In this debut novel, 17-year-old Freya has vanished from her family's apartment in suburban London. The effects of Freya's disappearance ripple outward, affecting not just her parents, but everyone who lives in the building—all of whom are harboring secrets.
... an instantly intriguing novel, and while Cooper is certainly ambitious in her plotting, her ability to maintain tension, drop clues and hold readers' attention speaks to an impressive talent for mystery writing. Although it is a little difficult to keep the characters straight at first, her use of the three-story townhouse keeps the narrative tidy and helps to cement each character in your mind. By the time you have them pinned down, their individual stories whisk you away with twists, turns and surprising reveals. While some backstories are a bit predictable, Cooper’s ability to write the emotions of her characters makes her uses of tropes and stereotypes feel new and fresh, and the overwhelming guilt shared by all of her characters adds a compelling edge to this fast-paced novel ... I will say that the pacing was a little haphazard; the beginning moves so fast that I barely had time to care about Freya or why she was missing. I found myself much more interested in the other characters and their backstories, especially Kate and Emma. Although Freya was the catalyst for the unraveling of the other characters’ lives, she almost fell by the wayside as they took center stage. This is not only because of the rushed beginning; the reveals that followed felt so real and organic that I became much more invested in them ... Helen Cooper has revealed herself to be an impressive new talent, and I foresee a very bright future for this newcomer to the thriller genre. Her intricate plotting and character-driven suspense are reminiscent of B.A. Paris, Megan Goldin and David Bell, and I suspect that she will find many fans in their readers.

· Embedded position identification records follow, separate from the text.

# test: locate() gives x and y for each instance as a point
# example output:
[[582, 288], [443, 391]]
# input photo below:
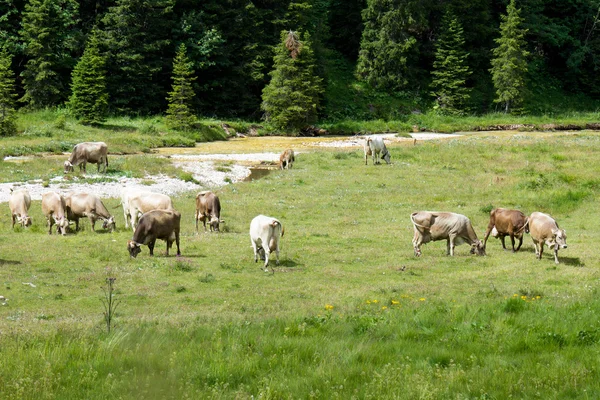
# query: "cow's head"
[[478, 248], [68, 167], [133, 248], [560, 238], [109, 224]]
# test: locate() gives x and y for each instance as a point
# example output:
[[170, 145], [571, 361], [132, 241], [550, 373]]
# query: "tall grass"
[[350, 312]]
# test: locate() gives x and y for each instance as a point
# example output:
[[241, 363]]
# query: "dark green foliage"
[[47, 35], [450, 71], [89, 98], [179, 115], [7, 96], [291, 99], [509, 64]]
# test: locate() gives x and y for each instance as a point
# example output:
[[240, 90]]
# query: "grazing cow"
[[53, 207], [137, 201], [208, 207], [19, 203], [264, 235], [455, 228], [155, 224], [505, 222], [373, 147], [544, 230], [79, 205], [88, 152], [286, 159]]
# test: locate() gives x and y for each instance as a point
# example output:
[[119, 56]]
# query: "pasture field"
[[349, 312]]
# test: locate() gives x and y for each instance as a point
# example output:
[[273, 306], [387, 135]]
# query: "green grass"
[[350, 312]]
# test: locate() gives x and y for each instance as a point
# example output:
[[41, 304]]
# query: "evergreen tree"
[[89, 98], [450, 68], [291, 99], [179, 115], [7, 96], [47, 37], [509, 64]]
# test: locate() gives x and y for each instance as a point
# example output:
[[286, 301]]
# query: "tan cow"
[[286, 159], [155, 224], [80, 205], [138, 201], [505, 222], [208, 207], [88, 152], [19, 204], [544, 230], [53, 207], [454, 228]]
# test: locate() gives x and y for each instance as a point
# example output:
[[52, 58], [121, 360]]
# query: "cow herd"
[[152, 216]]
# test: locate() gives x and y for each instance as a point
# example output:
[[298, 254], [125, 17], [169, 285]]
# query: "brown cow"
[[544, 230], [455, 228], [505, 222], [286, 159], [53, 207], [88, 152], [155, 224], [208, 207], [19, 203], [80, 205]]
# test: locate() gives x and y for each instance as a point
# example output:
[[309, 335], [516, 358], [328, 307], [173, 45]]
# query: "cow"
[[155, 224], [455, 228], [53, 207], [286, 159], [373, 147], [505, 222], [264, 235], [208, 207], [88, 152], [79, 205], [19, 203], [137, 201], [544, 230]]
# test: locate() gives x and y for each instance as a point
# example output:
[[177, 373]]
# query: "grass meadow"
[[349, 312]]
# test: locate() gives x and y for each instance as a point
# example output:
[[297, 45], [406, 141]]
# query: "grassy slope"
[[350, 312]]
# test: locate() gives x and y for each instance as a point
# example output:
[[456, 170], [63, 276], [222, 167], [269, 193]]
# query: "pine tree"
[[179, 115], [291, 99], [47, 37], [509, 64], [7, 96], [450, 71], [89, 98]]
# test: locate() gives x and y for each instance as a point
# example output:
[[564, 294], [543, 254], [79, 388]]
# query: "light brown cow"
[[80, 205], [286, 159], [454, 228], [155, 224], [505, 222], [208, 207], [137, 201], [19, 204], [544, 230], [88, 152], [53, 207]]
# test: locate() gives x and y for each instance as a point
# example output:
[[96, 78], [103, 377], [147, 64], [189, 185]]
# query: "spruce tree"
[[47, 35], [89, 98], [291, 99], [179, 115], [509, 64], [7, 96], [450, 69]]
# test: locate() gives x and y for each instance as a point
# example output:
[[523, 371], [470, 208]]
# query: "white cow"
[[373, 147], [19, 204], [264, 235]]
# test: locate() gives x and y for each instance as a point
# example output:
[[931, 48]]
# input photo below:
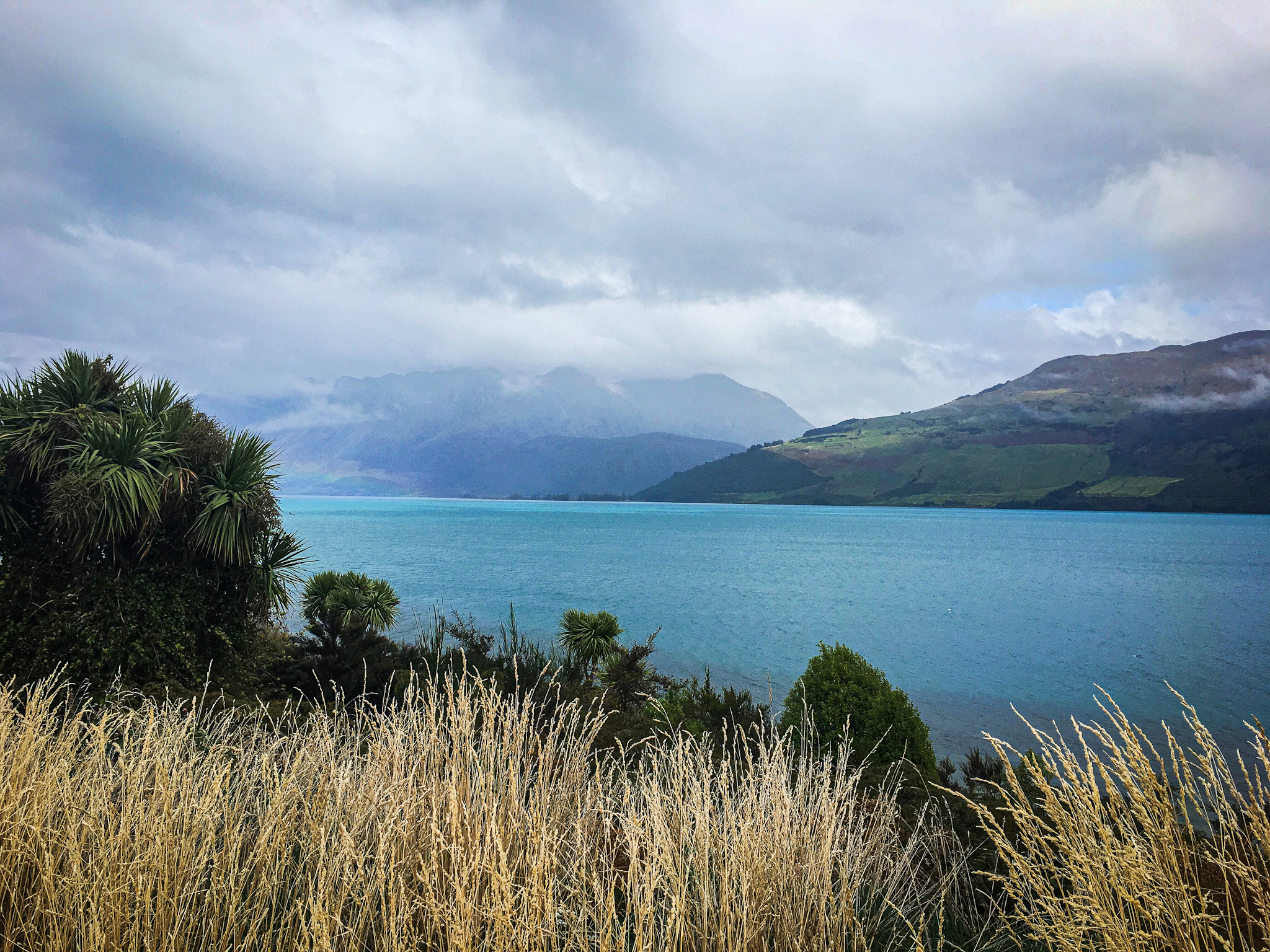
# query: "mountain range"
[[482, 433], [1176, 428]]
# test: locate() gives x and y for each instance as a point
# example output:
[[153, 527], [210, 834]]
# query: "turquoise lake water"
[[968, 611]]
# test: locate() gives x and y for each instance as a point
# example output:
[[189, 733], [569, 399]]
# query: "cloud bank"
[[859, 207]]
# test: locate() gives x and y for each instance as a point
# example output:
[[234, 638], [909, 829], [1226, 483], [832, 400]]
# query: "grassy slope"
[[1038, 450]]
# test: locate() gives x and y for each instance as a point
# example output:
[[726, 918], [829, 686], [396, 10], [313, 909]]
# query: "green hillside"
[[1158, 431]]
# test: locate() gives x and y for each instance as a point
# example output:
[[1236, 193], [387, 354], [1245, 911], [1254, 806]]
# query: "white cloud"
[[1151, 314], [1183, 200], [850, 206]]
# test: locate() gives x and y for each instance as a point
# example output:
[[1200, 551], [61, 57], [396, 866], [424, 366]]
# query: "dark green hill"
[[1178, 428]]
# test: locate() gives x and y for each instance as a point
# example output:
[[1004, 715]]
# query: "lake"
[[968, 611]]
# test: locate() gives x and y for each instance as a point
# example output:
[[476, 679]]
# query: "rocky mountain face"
[[1176, 428], [473, 432]]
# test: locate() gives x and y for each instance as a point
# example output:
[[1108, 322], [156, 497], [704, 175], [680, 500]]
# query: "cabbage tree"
[[148, 535]]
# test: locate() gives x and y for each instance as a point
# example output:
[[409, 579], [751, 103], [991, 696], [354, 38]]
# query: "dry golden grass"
[[1128, 850], [455, 821]]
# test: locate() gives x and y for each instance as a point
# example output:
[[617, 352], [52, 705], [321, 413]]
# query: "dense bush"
[[838, 689], [139, 539]]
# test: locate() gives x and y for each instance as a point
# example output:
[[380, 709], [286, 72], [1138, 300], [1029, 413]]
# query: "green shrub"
[[838, 689], [139, 539]]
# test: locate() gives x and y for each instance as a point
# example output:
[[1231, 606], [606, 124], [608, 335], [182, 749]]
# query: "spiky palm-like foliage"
[[590, 637], [345, 648], [116, 491]]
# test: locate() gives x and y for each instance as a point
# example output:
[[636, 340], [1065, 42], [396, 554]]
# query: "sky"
[[861, 208]]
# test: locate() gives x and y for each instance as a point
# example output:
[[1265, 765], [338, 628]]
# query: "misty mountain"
[[1176, 428], [477, 432]]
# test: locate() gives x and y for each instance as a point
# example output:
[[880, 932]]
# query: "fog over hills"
[[1175, 428], [478, 432]]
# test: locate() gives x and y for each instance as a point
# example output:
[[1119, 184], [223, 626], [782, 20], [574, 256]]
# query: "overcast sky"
[[860, 208]]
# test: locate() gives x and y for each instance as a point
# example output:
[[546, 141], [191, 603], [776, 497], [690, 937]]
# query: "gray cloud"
[[860, 208]]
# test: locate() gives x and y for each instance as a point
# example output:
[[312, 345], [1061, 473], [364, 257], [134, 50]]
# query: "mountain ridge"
[[1178, 428], [471, 432]]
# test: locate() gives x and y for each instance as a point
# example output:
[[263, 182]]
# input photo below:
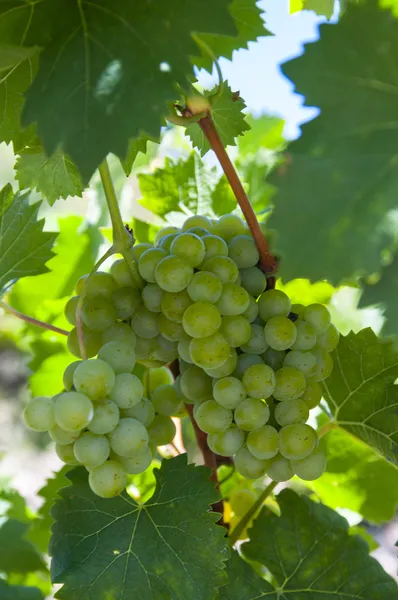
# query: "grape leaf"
[[357, 478], [167, 547], [24, 246], [310, 553], [54, 177], [361, 393], [340, 179], [228, 117]]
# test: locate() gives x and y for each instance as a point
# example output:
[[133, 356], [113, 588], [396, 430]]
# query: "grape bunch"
[[250, 362]]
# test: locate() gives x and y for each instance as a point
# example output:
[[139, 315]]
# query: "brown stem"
[[267, 263]]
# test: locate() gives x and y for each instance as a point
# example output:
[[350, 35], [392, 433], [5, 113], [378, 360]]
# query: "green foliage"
[[112, 551]]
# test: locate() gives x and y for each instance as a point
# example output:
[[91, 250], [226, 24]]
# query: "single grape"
[[130, 436], [91, 450], [73, 411], [213, 418], [289, 412], [39, 414], [297, 441], [311, 467], [290, 384], [248, 465], [209, 352], [95, 378], [226, 443], [106, 417], [251, 414], [263, 443], [119, 356], [127, 391], [107, 480], [318, 316], [204, 287]]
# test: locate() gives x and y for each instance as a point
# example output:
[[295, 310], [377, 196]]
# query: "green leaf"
[[168, 547], [54, 177], [24, 246], [361, 393], [340, 179], [228, 117], [357, 478], [310, 553]]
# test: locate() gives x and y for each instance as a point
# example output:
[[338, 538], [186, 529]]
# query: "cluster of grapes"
[[250, 362]]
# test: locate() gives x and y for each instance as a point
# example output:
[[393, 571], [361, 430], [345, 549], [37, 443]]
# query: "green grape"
[[263, 443], [318, 316], [170, 329], [329, 339], [107, 480], [312, 394], [66, 454], [95, 378], [248, 465], [138, 463], [297, 441], [289, 412], [274, 358], [303, 360], [229, 226], [223, 267], [311, 467], [290, 384], [189, 247], [201, 319], [39, 414], [92, 342], [259, 381], [127, 391], [68, 375], [214, 246], [174, 304], [204, 287], [162, 430], [226, 443], [98, 313], [256, 344], [280, 333], [245, 361], [236, 330], [195, 384], [241, 501], [70, 310], [119, 356], [120, 332], [242, 249], [91, 450], [145, 323], [213, 418], [279, 469], [251, 414], [130, 436], [62, 437], [148, 262], [209, 352], [229, 392], [306, 337], [144, 412], [253, 280], [106, 417], [166, 401], [73, 411]]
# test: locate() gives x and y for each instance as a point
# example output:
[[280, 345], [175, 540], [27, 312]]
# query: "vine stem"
[[9, 309], [247, 517]]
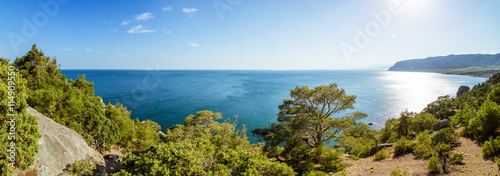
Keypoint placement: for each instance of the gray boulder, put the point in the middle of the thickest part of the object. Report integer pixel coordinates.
(58, 147)
(462, 89)
(441, 124)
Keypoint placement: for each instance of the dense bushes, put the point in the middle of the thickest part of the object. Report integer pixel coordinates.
(422, 121)
(207, 148)
(381, 155)
(403, 146)
(486, 121)
(423, 148)
(491, 147)
(457, 158)
(434, 165)
(81, 167)
(25, 125)
(134, 134)
(70, 103)
(446, 135)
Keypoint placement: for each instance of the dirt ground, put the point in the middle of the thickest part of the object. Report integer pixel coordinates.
(474, 163)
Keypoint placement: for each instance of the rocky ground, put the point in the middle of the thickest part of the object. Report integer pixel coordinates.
(473, 163)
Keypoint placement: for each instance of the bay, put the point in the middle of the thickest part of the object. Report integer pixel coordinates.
(168, 96)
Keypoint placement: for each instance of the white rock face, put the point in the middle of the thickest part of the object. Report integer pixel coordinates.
(58, 147)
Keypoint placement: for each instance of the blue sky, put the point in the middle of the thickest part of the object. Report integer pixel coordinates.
(247, 34)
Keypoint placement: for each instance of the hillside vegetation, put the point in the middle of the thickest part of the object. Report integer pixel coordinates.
(483, 65)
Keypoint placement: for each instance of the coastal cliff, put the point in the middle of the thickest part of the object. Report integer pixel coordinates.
(58, 147)
(481, 65)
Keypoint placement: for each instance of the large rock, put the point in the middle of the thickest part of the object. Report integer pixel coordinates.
(462, 89)
(58, 147)
(441, 124)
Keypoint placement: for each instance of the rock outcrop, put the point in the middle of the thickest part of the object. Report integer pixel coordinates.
(462, 89)
(441, 124)
(58, 147)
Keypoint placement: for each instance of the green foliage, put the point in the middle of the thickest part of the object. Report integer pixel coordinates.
(494, 95)
(442, 108)
(81, 168)
(209, 148)
(357, 140)
(422, 121)
(388, 133)
(497, 162)
(434, 165)
(445, 135)
(403, 146)
(457, 158)
(329, 159)
(306, 123)
(486, 121)
(135, 135)
(398, 172)
(70, 103)
(403, 127)
(491, 147)
(423, 148)
(381, 155)
(316, 173)
(341, 174)
(25, 126)
(359, 147)
(442, 149)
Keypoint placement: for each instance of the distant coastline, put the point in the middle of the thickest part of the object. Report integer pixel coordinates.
(475, 65)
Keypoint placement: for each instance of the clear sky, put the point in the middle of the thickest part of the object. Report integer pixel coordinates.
(247, 34)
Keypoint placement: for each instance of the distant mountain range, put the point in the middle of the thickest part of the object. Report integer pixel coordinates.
(483, 65)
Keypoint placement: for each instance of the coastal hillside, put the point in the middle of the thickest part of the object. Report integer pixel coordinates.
(483, 65)
(58, 148)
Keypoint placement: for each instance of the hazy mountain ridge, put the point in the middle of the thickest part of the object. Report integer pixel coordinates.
(467, 64)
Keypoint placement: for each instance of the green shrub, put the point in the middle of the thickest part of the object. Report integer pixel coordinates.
(446, 135)
(68, 102)
(442, 108)
(422, 121)
(398, 172)
(423, 146)
(486, 121)
(457, 158)
(403, 146)
(442, 149)
(491, 147)
(341, 174)
(381, 155)
(388, 133)
(208, 148)
(26, 125)
(497, 162)
(316, 173)
(434, 165)
(358, 147)
(81, 168)
(330, 160)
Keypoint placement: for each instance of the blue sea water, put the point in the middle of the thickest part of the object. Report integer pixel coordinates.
(168, 96)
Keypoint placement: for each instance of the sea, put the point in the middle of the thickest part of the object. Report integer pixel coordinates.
(169, 96)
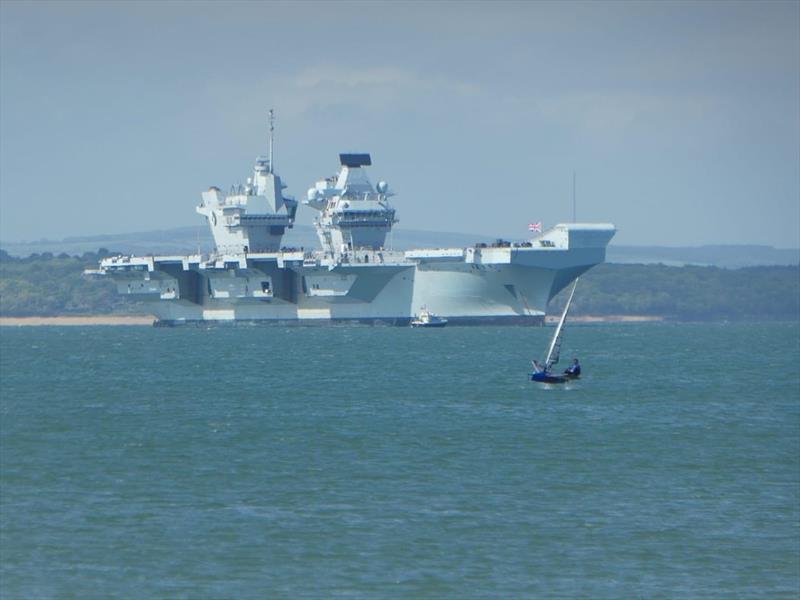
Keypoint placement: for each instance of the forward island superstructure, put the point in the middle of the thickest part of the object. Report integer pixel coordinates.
(353, 277)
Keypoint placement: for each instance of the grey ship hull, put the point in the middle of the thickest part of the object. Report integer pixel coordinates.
(496, 285)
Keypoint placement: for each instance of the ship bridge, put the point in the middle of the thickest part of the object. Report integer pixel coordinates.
(354, 214)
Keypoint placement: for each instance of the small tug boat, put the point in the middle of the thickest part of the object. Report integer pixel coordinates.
(428, 319)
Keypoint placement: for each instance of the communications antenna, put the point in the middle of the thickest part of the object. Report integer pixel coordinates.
(271, 136)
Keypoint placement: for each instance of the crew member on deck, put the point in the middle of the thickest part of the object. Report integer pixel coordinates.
(574, 369)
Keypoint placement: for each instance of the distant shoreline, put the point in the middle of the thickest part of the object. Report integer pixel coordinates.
(148, 320)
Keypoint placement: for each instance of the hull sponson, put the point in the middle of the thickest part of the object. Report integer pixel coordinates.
(498, 285)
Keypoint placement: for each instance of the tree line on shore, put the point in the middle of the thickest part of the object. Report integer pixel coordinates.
(47, 285)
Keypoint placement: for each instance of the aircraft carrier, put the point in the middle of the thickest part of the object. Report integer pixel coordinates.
(353, 276)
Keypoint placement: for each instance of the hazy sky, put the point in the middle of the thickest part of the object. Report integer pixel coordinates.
(682, 120)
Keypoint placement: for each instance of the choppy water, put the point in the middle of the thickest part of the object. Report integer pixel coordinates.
(387, 462)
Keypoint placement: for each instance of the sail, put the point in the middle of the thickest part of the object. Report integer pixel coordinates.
(555, 346)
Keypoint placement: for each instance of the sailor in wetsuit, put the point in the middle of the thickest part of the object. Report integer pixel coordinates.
(574, 369)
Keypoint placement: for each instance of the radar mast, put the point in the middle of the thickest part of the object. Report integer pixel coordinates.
(271, 137)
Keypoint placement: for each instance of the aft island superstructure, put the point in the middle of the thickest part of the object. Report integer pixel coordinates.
(353, 277)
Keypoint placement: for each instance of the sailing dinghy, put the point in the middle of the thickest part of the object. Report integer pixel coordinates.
(542, 372)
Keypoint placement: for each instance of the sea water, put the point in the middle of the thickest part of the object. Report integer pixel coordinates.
(269, 462)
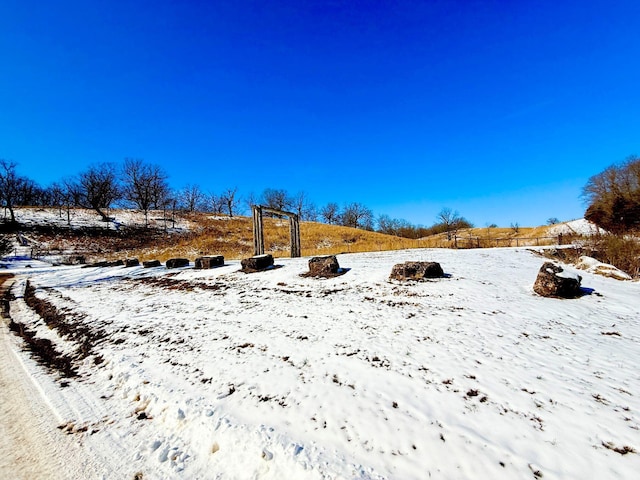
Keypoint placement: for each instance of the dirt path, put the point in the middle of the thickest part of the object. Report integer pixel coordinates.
(31, 446)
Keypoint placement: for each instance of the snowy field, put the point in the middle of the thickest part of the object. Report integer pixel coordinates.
(219, 374)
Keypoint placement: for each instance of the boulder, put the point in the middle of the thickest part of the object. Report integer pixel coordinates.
(209, 262)
(131, 262)
(177, 262)
(257, 263)
(324, 266)
(416, 271)
(553, 281)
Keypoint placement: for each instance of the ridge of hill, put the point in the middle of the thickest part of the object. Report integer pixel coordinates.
(60, 232)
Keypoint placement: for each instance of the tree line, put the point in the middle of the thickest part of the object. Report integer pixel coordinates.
(143, 186)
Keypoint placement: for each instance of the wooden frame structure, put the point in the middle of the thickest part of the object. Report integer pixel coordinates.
(258, 229)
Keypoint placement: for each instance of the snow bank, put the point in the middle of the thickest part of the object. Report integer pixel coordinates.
(220, 374)
(594, 266)
(577, 227)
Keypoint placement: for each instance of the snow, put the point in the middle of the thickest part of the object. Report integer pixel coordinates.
(594, 266)
(85, 218)
(270, 375)
(577, 227)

Fans of British mysteries will love this debut. The setup of the characters is leisurely, but once the story gets rolling, it is difficult to put down. This is one that readers may not figure out fully, if at all, in advance of the denouement, but the author ties all the secrets together in a most satisfying reveal.
Cooper skillfully builds a house of cards, demolishes it, reshuffles the deck, and deals an even stronger hand, while keeping a few cards up her sleeve. An emotionally charged domestic-suspense debut, perfect for fans of Lucy Foley and Ruth Ware.